Inflammation of a tendon can be acute or chronic, with varying degrees of tendon fibril disruption. Tendinitis is most common in horses used at fast work, particularly racehorses. The problem is seen in the digital flexor tendons and is more common in the forelimb than in the hindlimb. In racehorses, the superficial digital flexor is involved most frequently. The primary lesion is a central rupture of tendon fibers with associated hemorrhage and edema.
Tendinitis usually appears after fast exercise and is associated with overextension and poor conditioning, fatigue, poor racetrack conditions, and persistent training when inflammatory problems in the tendon already exist. Improper shoeing may also predispose to tendinitis. Poor conformation and poor training also have been implicated.
Clinical Findings and Diagnosis:
During the acute stage, the horse is severely lame and the involved structures are hot, painful, and swollen. In chronic cases, there is fibrosis with thickening and adhesions in the peritendinous area. The horse with chronic tendinitis may go sound while walking or trotting, but lameness may recur under hard work. Ultrasonography delineates the cross-sectional and longitudinal extent of the tendinitis.
Tendinitis is best treated in the early, acute stage. The horse should be stall-rested, and the swelling and inflammation treated aggressively with cold packs and systemic anti-inflammatory agents. Some degree of support or immobilization should be used, depending on the amount of damage to the tendon. Intratendinous corticosteroid injections are contraindicated. When a distinct hypoechoic or anechoic core lesion is present on ultrasound examination, tendon splitting has been recommended (the rationale is to decrease intratendinous pressure due to serum or hemorrhage). Cases also have been treated with shock wave therapy, intralesional injection of fat-derived stromal cells or cultured bone marrow−derived mesenchymal stem cells, or platelet-rich plasma products. The levels of evidence for these modalities are variable. The horse should be rehabilitated using a regimen of increasing exercise. Superior check ligament desmotomy has been used as an adjunctive treatment to minimize recurrence of the problem before the horse is returned to training.

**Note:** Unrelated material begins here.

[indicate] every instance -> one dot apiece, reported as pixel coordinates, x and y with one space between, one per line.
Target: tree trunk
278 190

Other treatments for chronic tendinitis have included superficial point firing (of questionable benefit) and percutaneous tendon splitting. Annular ligament desmotomy is also used when tendinitis occurs within the confines of the digital tendon sheath.
The prognosis for a flat-racing Thoroughbred racehorse to return to racing after a bowed tendon is guarded, regardless of treatment. However, increasing success is seen with eventers, show jumpers and show hunters, and dressage horses, respectively.